Re: OSDs crash after deleting unfound object in Luminous 12.2.8

[Date Prev][Date Next][Thread Prev][Thread Next][Date Index][Thread Index]

 



re-adding the list.

i'm glad to hear you got things back to a working state. one thing you might want to check is the hit_set_history in the pg data. if the missing hit sets are no longer in the history, then it is probably safe to go back to the normal builds. that is until you have to mark another hit set missing. :)  i think the code that removes the hit set from the pg data is before that assert so its possible it still removed it from the history.

mike

On Thu, Oct 18, 2018 at 9:11 AM Lawrence Smith <lawrence.smith@xxxxxxxxxxxxxxx> wrote:

Hi Mike,

Thanks a bunch for your writeup, that was exactly the problem and solution! All i did was comment out the assert and ad an if(obc){ } after to make sure i don't run into a segfault, and now the cluster is healthy once again. I am not sure if ceph will register a mismatch in a byte count while scrubbing due to the missing object, but I don't think so.
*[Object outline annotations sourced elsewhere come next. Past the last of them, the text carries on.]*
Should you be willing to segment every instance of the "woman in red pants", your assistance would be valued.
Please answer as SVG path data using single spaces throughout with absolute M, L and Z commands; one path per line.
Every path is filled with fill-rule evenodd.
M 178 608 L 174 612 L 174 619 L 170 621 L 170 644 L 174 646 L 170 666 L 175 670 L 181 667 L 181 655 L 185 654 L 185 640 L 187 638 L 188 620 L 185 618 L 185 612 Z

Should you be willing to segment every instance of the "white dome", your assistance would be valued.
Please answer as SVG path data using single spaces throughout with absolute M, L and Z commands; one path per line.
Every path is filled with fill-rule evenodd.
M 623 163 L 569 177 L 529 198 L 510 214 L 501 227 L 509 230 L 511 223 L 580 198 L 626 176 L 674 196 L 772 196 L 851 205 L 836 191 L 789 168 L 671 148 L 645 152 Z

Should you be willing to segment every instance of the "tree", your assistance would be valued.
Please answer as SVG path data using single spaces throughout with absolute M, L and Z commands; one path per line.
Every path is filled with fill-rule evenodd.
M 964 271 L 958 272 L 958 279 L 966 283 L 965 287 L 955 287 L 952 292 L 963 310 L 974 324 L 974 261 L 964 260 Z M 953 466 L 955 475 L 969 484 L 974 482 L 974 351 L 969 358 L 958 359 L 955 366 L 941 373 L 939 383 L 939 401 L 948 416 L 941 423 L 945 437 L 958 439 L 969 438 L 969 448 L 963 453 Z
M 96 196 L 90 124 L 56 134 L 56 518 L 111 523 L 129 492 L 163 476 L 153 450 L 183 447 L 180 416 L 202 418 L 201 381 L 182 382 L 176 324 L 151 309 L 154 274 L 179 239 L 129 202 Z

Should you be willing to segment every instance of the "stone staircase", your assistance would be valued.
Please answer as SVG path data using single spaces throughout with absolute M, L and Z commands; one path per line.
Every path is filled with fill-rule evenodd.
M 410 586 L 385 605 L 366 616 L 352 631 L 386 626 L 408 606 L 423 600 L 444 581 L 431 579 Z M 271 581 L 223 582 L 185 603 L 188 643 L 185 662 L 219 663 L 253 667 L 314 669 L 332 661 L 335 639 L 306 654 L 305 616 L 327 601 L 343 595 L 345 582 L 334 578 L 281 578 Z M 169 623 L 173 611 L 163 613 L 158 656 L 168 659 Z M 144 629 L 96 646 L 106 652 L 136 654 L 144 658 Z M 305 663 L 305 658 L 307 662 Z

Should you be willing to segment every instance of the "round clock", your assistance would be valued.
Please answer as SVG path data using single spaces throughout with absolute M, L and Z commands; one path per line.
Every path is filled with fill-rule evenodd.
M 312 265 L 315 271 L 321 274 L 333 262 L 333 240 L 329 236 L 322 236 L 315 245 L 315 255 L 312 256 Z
Anyway, I just wanted to thank you for your help!

Best wishes,

Lawrence


On 10/13/2018 02:00 AM, Mike Lovell wrote:
what was the object name that you marked lost? was it one of the cache tier hit_sets?

the trace you have does seem to be failing when the OSD is trying to remove a hit set that is no longer needed. i ran into a similar problem which might have been why that bug you listed was created. maybe providing what i have since discovered about hit sets might help.

the hit sets are what the cache tier uses to know which objects have been accessed in a given period of time. these hit sets are then stored in the object store using an object name that is generated. for the version you're running, the code for that generation is at https://github.com/ceph/ceph/blob/v12.2.8/src/osd/PrimaryLogPG.cc#L12667. its bascially "hit_set_<pgid>_archive_<begin time>_<end time>" where the times are recorded in the hit set history. that hit set history is stored as part of the PG metadata. you can get a list of all of the hit sets the PG has by looking at 'ceph pg <pgid> query' and looking at the ['info']['hit_set_history']['history'] array. each entry in that array has the information on each hit set for the PG and the times are what is used in generation of the object name. there should be one ceph object for each hit set listed in that array.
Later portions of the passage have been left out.